Recognized for setting the highest standards for communicating corporate interests and championing design as a strategic, multidisciplinary function for both firm and client.
Dana Arnett grew up in a Midwestern town that, like his own identity, was defined as much by its modesty as its wide open expanses. As a child, he loved to draw and paint, and he vividly remembers the first time he saw “commercial art,” in the pages of Communication Arts at a local art-supply store. He soon became enthralled with the work of Paul Rand, Bart Forbes, Saul Bass and legendary ad man Helmut Krone.
After high school, Arnett headed to Northern Illinois University to study visual communications. In his sophomore year, he was asked to leave the program after the faculty rejected his portfolio, taking issue with his contrarian view and love for experimentation. A week later, a group of esteemed designers from Chicago awarded his work best of show in the university’s student design competition. By then, Arnett had already declared a new interdisciplinary major, “comprehensive design.” In retrospect, he admits this was a blessing in disguise: The more expansive degree allowed him to take risks and develop a broader approach to design, something that would pay off years later.
At a campus lecture the following year, Arnett had his first fortuitous encounter with visionary design entrepreneur and strategist Robert (Bob) Vogele. It was the beginning of what Arnett has described as “a three- or four-year conversation that Bob was open to having whenever I was in Chicago.” Through these encounters, Vogele recognized untapped passion and leadership qualities in the young Arnett, so when he conceived the idea of a next-generation design agency during the early 1980s, he brought Arnett in to help create and lead the now-venerable VSA Partners.
In the early years, designing annual reports was bread-and-butter work, and the Chicago-based VSA was leading the pack. “That work challenged every skill Dana hungered for as a designer, addressing investor interests, creating the right brand expression and interacting directly with the CEO,” Vogele recalls. VSA, with Arnett as its art director and emerging leader, was not only winning awards for its annual-report designs, but also gaining recognition as an agency of innovative design thinkers.
Arnett harnessed and drove Vogele’s business vision, which for its day was revolutionary—making design a strategic, multidisciplinary function for both the firm and the clients it served. VSA began leveraging its expertise in research, writing and business strategy to sustain long-term relationships with blue-chip companies like IBM, which has been with the firm since 1993.
Today, VSA Partners has evolved into a leading brand agency with a broad spectrum of capabilities—consumer and B2B branding, product and service development, end-to-end digital development and a strategy practice that includes data science and predictive modeling. Under Arnett’s leadership, the VSA team—now 300 associates—continues to leverage design as a key driver of business success for clients such as Kraft and Google. Perhaps it’s only natural that as the CEO, Arnett, like Vogele before him, now devotes as much time to designing the organization as designing work for clients.

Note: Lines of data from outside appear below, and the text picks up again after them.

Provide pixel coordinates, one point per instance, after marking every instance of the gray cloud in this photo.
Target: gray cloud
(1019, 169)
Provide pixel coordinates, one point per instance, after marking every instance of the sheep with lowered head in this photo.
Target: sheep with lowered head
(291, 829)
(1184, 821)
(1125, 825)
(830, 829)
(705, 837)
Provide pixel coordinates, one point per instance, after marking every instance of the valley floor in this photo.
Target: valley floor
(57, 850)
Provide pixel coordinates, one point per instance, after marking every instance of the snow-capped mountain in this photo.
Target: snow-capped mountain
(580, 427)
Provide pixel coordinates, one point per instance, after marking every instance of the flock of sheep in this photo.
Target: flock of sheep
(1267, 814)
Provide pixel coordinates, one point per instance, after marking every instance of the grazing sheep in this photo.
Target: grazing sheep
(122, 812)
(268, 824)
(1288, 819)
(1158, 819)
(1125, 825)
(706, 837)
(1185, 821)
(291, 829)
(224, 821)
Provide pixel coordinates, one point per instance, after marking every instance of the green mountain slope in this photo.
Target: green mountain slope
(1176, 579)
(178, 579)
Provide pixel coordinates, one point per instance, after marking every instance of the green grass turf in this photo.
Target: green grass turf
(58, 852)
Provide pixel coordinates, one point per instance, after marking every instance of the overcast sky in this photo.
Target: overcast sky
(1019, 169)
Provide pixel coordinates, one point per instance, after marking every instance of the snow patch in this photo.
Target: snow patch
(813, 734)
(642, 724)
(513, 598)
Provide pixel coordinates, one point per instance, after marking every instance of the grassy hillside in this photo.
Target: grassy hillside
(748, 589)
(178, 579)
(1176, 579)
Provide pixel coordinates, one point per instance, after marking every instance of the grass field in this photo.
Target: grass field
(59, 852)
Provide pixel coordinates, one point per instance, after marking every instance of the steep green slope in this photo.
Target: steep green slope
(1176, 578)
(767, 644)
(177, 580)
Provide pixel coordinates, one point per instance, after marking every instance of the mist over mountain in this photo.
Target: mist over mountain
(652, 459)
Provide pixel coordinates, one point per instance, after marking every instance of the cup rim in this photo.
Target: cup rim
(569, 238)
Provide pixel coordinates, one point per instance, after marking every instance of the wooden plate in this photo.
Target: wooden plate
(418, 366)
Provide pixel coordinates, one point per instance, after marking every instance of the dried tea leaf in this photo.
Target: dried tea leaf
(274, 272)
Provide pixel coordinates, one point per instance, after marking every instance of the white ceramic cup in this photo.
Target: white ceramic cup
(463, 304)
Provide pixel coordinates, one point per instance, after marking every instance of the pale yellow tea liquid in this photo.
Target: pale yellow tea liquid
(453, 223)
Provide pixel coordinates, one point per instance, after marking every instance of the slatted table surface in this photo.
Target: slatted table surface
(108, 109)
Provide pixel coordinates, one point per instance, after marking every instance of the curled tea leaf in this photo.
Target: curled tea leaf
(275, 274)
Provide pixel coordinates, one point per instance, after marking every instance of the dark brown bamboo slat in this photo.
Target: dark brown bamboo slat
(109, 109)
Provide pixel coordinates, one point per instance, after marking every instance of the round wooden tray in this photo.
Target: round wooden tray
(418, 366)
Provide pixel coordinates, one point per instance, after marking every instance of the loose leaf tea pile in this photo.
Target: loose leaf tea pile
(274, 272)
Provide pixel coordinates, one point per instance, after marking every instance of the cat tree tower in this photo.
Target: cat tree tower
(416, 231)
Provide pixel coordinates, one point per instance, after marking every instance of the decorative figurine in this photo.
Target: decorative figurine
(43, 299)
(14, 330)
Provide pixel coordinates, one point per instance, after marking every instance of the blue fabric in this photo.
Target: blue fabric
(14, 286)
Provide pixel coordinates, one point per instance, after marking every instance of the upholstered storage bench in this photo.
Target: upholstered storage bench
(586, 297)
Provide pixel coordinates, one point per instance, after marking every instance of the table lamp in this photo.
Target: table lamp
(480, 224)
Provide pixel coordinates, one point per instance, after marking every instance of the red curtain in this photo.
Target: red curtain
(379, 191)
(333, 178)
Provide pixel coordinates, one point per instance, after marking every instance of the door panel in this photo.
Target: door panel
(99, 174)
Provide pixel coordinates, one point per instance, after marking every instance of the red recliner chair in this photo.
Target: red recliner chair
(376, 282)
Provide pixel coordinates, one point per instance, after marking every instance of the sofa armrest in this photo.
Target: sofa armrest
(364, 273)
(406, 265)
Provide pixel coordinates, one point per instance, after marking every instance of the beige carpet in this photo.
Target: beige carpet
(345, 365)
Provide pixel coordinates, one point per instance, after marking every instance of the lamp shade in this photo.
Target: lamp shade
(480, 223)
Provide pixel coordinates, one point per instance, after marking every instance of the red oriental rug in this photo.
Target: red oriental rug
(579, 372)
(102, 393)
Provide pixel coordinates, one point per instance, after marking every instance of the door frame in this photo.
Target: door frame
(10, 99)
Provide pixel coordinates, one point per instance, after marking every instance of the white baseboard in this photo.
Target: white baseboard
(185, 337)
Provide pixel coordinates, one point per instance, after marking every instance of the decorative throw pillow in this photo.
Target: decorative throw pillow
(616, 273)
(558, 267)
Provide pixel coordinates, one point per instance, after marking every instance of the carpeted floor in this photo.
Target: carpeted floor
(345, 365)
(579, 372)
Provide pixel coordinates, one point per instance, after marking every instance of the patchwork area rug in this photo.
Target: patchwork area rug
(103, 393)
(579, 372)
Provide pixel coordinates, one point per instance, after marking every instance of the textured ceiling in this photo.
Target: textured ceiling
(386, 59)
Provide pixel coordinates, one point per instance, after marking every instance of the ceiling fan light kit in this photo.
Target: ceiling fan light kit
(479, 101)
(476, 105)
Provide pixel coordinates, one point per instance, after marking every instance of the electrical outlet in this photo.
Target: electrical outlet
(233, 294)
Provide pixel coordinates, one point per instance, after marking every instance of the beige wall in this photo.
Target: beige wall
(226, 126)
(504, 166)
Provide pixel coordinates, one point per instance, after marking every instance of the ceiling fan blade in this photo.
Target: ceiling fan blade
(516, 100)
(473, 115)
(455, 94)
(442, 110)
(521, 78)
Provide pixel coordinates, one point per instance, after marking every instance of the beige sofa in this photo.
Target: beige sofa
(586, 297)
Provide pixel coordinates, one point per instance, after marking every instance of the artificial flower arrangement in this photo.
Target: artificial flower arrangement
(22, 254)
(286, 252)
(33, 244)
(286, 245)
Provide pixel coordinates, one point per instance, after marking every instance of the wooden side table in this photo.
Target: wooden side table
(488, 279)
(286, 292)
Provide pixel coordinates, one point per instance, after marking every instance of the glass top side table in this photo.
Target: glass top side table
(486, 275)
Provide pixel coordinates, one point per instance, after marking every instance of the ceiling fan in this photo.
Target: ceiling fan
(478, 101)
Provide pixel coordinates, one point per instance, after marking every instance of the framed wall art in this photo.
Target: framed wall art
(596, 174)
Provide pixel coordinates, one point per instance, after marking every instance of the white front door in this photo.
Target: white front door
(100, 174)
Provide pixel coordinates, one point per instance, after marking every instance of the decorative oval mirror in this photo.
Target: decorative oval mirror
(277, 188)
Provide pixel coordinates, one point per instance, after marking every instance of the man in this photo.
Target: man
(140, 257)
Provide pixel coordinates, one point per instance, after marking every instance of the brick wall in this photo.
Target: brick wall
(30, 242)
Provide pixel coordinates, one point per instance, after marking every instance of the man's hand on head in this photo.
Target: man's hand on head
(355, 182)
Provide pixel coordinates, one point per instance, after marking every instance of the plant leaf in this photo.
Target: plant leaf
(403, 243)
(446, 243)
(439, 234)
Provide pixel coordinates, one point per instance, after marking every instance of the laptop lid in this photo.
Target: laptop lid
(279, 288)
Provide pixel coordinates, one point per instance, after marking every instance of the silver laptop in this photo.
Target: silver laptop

As Arnett says, “The trick is building a human-capital business where people can thrive, not just survive.” History would lead us to believe that VSA will evolve and thrive long after he walks away.
Arnett is a member of the Alliance Graphique Internationale and a former adjunct professor at the University of Illinois at Chicago. He has served on the boards of both AIGA (2001–2004) and the Society of Typographic Arts, and he is currently on the board of the Architecture and Design Society at the Art Institute of Chicago.
Dana Arnett will be presented with the AIGA Medal at The AIGA Centennial Gala on April 25, 2014, in New York City.